Part of a new wave of punk from Australia’s East Coast, the Melbourne outfit emerged from a shared house with a slew of grimy riffs and dirty jokes, reminiscent of second wave UK punk – think UK Subs, Discharge – mangled with US underground sounds and eye-catching so-naff-they're-cool haircuts that recall the long lost Australian youth cult the sharpy.
On the phone to Clash, though, lead singer Amy Taylor is all sweetness and light, her buoyant, polite tone mingled in with a slew of often outrageous, swear word laden remarks.
“We’re just at the pub,” she says, slurping through a straw. “I’m having a pineapple juice and a sandwich. I’m having a great time.”
“I think this trip, ‘cos it was so short, was just to see if cunts actually like us over here and if it’s worthwhile coming back.

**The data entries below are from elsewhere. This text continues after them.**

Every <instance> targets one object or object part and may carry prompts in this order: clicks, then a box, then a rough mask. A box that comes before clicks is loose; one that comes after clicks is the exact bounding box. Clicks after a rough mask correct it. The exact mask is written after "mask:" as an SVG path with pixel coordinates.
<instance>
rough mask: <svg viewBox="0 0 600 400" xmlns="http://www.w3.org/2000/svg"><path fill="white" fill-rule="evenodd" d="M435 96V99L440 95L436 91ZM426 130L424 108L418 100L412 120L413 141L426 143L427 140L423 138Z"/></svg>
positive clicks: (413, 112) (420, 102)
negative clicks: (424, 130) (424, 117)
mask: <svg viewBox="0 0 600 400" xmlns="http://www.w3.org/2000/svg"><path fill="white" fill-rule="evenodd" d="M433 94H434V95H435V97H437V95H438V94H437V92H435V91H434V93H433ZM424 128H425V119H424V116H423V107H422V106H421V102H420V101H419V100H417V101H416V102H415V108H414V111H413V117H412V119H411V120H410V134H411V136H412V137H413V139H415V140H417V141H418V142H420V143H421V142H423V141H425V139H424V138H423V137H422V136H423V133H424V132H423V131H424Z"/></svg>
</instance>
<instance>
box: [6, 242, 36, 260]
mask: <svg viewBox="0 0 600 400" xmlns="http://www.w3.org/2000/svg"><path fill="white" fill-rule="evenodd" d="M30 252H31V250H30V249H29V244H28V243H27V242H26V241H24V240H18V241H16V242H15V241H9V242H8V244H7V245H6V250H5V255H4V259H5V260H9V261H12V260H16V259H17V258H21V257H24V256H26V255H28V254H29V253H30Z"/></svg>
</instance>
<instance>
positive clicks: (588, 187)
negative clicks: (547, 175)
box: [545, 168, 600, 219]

I think we will. It’s all gone pretty well so far.”
It’s an admirable piece of under-statement. One of the breakouts from The Great Escape, Amy and the Sniffers hook up with New York art-punks Bodega later that evening for a sensational one-two at North London’s Lexington venue. Onstage, Amy spits, snarls, and jives her way through the set, while the band lurch from powerhouse riff to wailing solo, forever one step from genius, and utter, absolute chaos.
“I just love energy and doing whatever I want,” she says when asked about the stage show. “I think any other day of the week if I was walking down the street and did the stuff I did on stage, someone would probably bloody arrest me. But it’s cool because it’s sort of lawless in a way.”
“I love energy,” she slurps, “and I love seeing everyone’s faces when they’re just sweaty and jumping around and everyone’s having a good time. It’s important that we have a good time and it’s important that everyone else has a good time.”
Debut EP ‘Giddy Up’ emerged from a house share – the material was written and recorded in one night, a means of downtime from their “shitty jobs.”
She takes another slurp and continues: “I’d been scribbling down stuff in my phone for ages – just like notes of lyrics and shit, ‘cos I like doing that – and then we literally just wrote it that day. The bassist and guitarist were DIing so they couldn’t hear each other, so they just made it up. You can kinda hear that in the recordings.”
“We all just lived in a house together,” she continues, before grasping another slurp. “The boys played instruments in other bands and stuff. We just got home from work or whatever and just recorded it. We wrote it, we recorded it, we made up the name and then we put it out the next day, next morning.”
“I just wrote shit,” she says, with a near-audible shrug. “I always did crappy jobs and stuff, and I wanted to use my brain in a different way.”
Follow up EP ‘Big Attraction’ was released via Burger Records in the United States, while Damaged Goods pressed up both EPs for a limited run vinyl release. Astonishingly, it sold out. Even more astonishingly, so did the Lexington. Word is out, it seems, on one of Australia’s most outrageous punk outfits.
“It’s bizarre. It’s so weird,” she gasps, before heading in for another slurp. “We sold out the Lexington. It’s not like a bloody arena, but we thought there’d be like five people here. I’m fucking very surprised. It’s pretty unreal.”
This is only the tip of the iceberg, of course. Clash recently ran a deep dive into the punk scene on Australia’s East Coast, and there’s a plethora of new groups erupting out of the area’s underground scene.
“I reckon it’s healthy,” Amy says. “Everybody’s making really cool shit and putting in a lot of effort to it and just having fun with it.”
So that’s where we leave Amyl and the Sniffers: a bunch of deviant children enjoying illicit behaviour and the odd pineapple juice.